Эдип в растерянности ощупал свою макушку. Ни короны, ни платка – лишь жесткие вьющиеся волосы. Губы Тиресия приоткрылись, обнажив беззубый провал рта, и старик чудовищно, хрипло рассмеялся. Тут же появились два стражника, и Эдип снова остался в одиночестве и волнении.
В третий раз Эдип позвал Тиресия к себе ночью, когда тонкий светящийся месяц уже преодолел половину небосвода и висел над дворцом, точно изогнутая бровь. Волнение теперь полностью захватило царя, он едва сдерживался, чтобы отдать приказ своим стражникам спокойным, горделивым голосом, но грудь его точно втягивалась внутрь непонятной клокочущей пустотой, которую он ощущал на месте привычно сжимающегося, но отныне словно бы вовсе отсутствующего сердца. Старик был немедленно приведен, туника его смялась, седые волосы прилипли к разрумянившейся морщинистой щеке, видно было, что его разбудили. Глаза закрывала черная повязка.
– Я удивлен, о, царь, что в столь поздний час ты не спишь. Неужто луна не дает тебе покоя? Ее нежное тело сегодня моложе, чем когда бы то ни было, вряд ли она, будучи еще слишком слабой, могла раздражать твои глаза. Что же мучит тебя, Эдип?

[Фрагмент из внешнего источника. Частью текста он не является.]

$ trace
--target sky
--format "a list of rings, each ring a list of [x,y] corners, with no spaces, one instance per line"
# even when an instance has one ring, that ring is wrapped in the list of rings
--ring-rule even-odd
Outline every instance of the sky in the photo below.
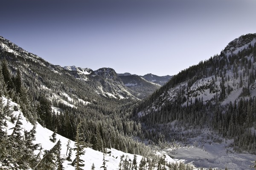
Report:
[[[2,0],[0,35],[50,63],[174,75],[256,33],[255,0]]]

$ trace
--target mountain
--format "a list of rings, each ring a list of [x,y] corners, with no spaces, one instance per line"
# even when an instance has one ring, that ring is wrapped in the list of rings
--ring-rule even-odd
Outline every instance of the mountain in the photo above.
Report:
[[[168,81],[172,76],[169,75],[164,76],[158,76],[150,73],[141,77],[148,81],[163,86]]]
[[[143,99],[167,82],[172,76],[158,76],[148,74],[143,76],[126,72],[118,74],[125,85],[134,96]]]
[[[160,86],[149,82],[143,78],[136,75],[119,75],[129,91],[134,96],[143,99],[151,95]]]
[[[138,100],[103,91],[123,92],[113,69],[84,81],[72,72],[89,70],[53,65],[2,37],[0,58],[0,169],[192,169],[143,142],[130,118]]]
[[[124,73],[118,73],[117,75],[119,76],[122,76],[124,75],[131,75],[131,74],[128,72],[125,72]]]
[[[224,161],[256,154],[256,34],[236,38],[220,55],[182,70],[143,101],[133,114],[147,138],[164,147],[166,141],[193,146],[199,159],[191,156],[186,162],[197,167],[224,168],[214,156],[224,150],[231,154],[221,156]],[[191,152],[182,148],[168,152],[185,158]],[[197,152],[202,149],[209,154]],[[229,168],[248,168],[231,159]]]
[[[52,142],[51,140],[53,139],[53,134],[54,133],[54,132],[49,130],[42,127],[40,124],[38,124],[38,122],[36,122],[35,125],[32,124],[30,122],[26,120],[26,118],[24,116],[22,112],[18,109],[19,107],[19,105],[12,101],[10,101],[9,99],[4,97],[1,98],[1,99],[2,99],[1,101],[2,101],[3,104],[3,106],[5,108],[8,107],[9,109],[9,111],[10,112],[10,115],[6,115],[4,118],[4,120],[6,121],[6,124],[5,127],[7,130],[6,131],[7,133],[7,138],[11,138],[12,134],[13,133],[15,127],[17,127],[16,124],[18,121],[18,120],[15,120],[13,122],[12,122],[11,121],[12,118],[13,117],[16,118],[19,117],[19,119],[18,120],[18,121],[20,122],[20,132],[19,132],[20,133],[20,135],[25,135],[24,133],[26,134],[26,133],[27,133],[28,132],[31,132],[33,131],[34,128],[35,127],[35,133],[33,134],[33,135],[34,135],[35,136],[32,140],[32,144],[39,145],[41,147],[40,150],[42,151],[45,150],[48,151],[48,153],[49,152],[49,151],[52,150],[52,148],[54,148],[54,146],[56,146],[55,145],[58,144],[57,141],[59,140],[61,144],[60,147],[60,156],[62,159],[62,162],[61,164],[62,165],[62,168],[64,168],[62,169],[75,169],[75,167],[74,166],[72,166],[71,164],[73,160],[75,160],[76,158],[76,154],[75,154],[76,152],[76,150],[73,150],[73,153],[71,155],[70,161],[67,160],[67,158],[68,157],[67,153],[70,153],[70,150],[72,150],[72,148],[75,148],[76,147],[75,142],[74,141],[69,141],[69,139],[68,138],[57,134],[55,137],[55,141]],[[17,109],[15,108],[18,108],[18,109]],[[1,121],[3,121],[2,120],[0,120]],[[21,130],[24,130],[24,131]],[[2,132],[2,129],[0,129],[0,132]],[[14,136],[16,136],[15,135]],[[28,136],[26,135],[26,136],[27,138]],[[8,146],[8,147],[7,148],[7,147],[6,147],[6,146],[3,146],[3,141],[1,139],[2,139],[1,138],[1,140],[0,140],[0,148],[1,148],[1,149],[7,148],[11,150],[12,147],[13,147]],[[27,139],[28,138],[26,139],[27,143],[26,144],[25,142],[24,143],[24,146],[25,145],[25,144],[26,144],[26,147],[28,147],[27,144],[29,143]],[[22,140],[23,139],[21,139],[21,140],[22,141]],[[67,147],[68,143],[69,142],[70,143],[69,147]],[[12,143],[11,143],[11,144],[12,144]],[[19,144],[18,145],[23,145],[22,143],[19,143]],[[32,144],[30,143],[30,144]],[[16,144],[17,147],[18,146],[17,146],[17,145],[18,144]],[[21,148],[15,149],[16,151],[20,149],[21,149]],[[28,150],[29,150],[29,149],[27,147],[26,148],[26,150],[27,152],[28,152]],[[6,152],[4,153],[3,154],[2,154],[3,153],[2,153],[3,150],[1,150],[0,151],[0,153],[1,153],[1,160],[0,160],[0,169],[5,170],[16,169],[16,168],[15,168],[15,166],[19,166],[19,168],[18,169],[23,169],[23,168],[25,166],[29,167],[29,166],[25,165],[26,163],[28,164],[28,162],[29,162],[28,160],[26,159],[23,159],[23,162],[22,162],[22,163],[19,163],[17,160],[12,160],[12,161],[11,163],[7,164],[6,162],[10,160],[10,158],[14,156],[12,155],[12,152],[9,153],[8,155],[6,154]],[[122,160],[124,161],[126,161],[129,164],[133,163],[133,162],[134,160],[134,158],[135,155],[125,153],[113,148],[107,149],[106,152],[108,152],[108,154],[103,153],[103,152],[93,150],[89,147],[86,147],[85,148],[84,151],[85,152],[84,154],[80,156],[80,158],[84,161],[83,162],[84,166],[82,167],[82,169],[83,170],[90,169],[91,167],[93,166],[93,164],[94,164],[96,169],[99,170],[100,167],[102,165],[103,154],[105,155],[104,158],[106,160],[105,166],[108,170],[113,170],[117,169],[121,160]],[[35,150],[34,152],[34,156],[36,157],[37,159],[35,162],[38,163],[39,162],[39,161],[41,161],[41,163],[39,163],[37,167],[38,168],[38,169],[41,169],[41,168],[46,169],[46,168],[47,168],[47,167],[46,167],[46,165],[44,164],[46,163],[49,166],[51,164],[53,164],[52,162],[54,162],[54,161],[51,162],[49,161],[49,159],[51,157],[48,158],[48,162],[47,161],[46,162],[44,161],[44,159],[43,158],[43,156],[40,156],[40,152],[39,149]],[[18,152],[16,153],[17,154],[19,153]],[[31,154],[33,154],[32,153],[31,153]],[[23,154],[24,154],[24,153],[23,153]],[[52,155],[51,156],[53,158],[55,155],[55,154],[53,154],[53,155]],[[57,154],[56,155],[58,155]],[[38,155],[39,156],[38,156]],[[45,155],[44,156],[45,156]],[[26,155],[26,156],[27,156],[28,155]],[[137,159],[136,165],[137,167],[139,167],[140,166],[140,162],[142,159],[143,159],[143,156],[138,155],[136,155],[136,158]],[[168,156],[166,155],[165,156],[166,157],[166,162],[170,163],[175,162],[175,160],[172,159]],[[56,156],[56,158],[55,158],[58,160],[58,156]],[[24,159],[24,158],[22,158]],[[46,160],[47,158],[45,158],[45,160]],[[5,160],[6,161],[3,161],[3,160]],[[17,162],[17,163],[16,164],[16,162]],[[25,162],[25,164],[24,163],[24,162]],[[57,161],[56,162],[57,162]],[[121,162],[122,163],[122,161]],[[41,165],[41,166],[40,165]],[[23,167],[21,167],[21,166]],[[42,167],[42,166],[44,167]],[[58,165],[57,164],[55,166],[57,167],[58,166]]]
[[[0,94],[20,105],[31,123],[37,121],[74,141],[81,121],[87,125],[83,127],[85,141],[94,150],[102,151],[103,143],[108,141],[106,147],[145,156],[151,153],[132,138],[143,138],[139,122],[128,118],[138,100],[113,69],[102,68],[90,74],[84,74],[91,72],[88,69],[67,70],[2,37],[0,58]],[[133,149],[137,147],[140,149]]]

– Тебе непонятны мои муки, ночь для тебя лишена таинственности, ведь перед взором слепцов равна она дню, а луна ничем не отличается от солнца, поскольку оба они невидимы таким, как ты. Но и тоска, и любовь должны быть полными загадками для Тиресия, ведь любовь к самому себе тождественна равнодушию, а тоска по самому себе напоминает смерть.
– Я мог бы прервать твою горестную речь: я знаю, зачем ты позвал меня. Сейчас, когда ты снял корону, я готов подняться с тобой в башню твоей печали: будучи равнодушным, как ты выразился, я остаюсь свободным от добрых деяний и злых, я брожу по крепостной стене, избегая стрел осаждающих и смолы осажденных, я смотрю внутрь самого себя и предупреждаю всякий женский вздох и всякую мужскую мысль. Веди меня.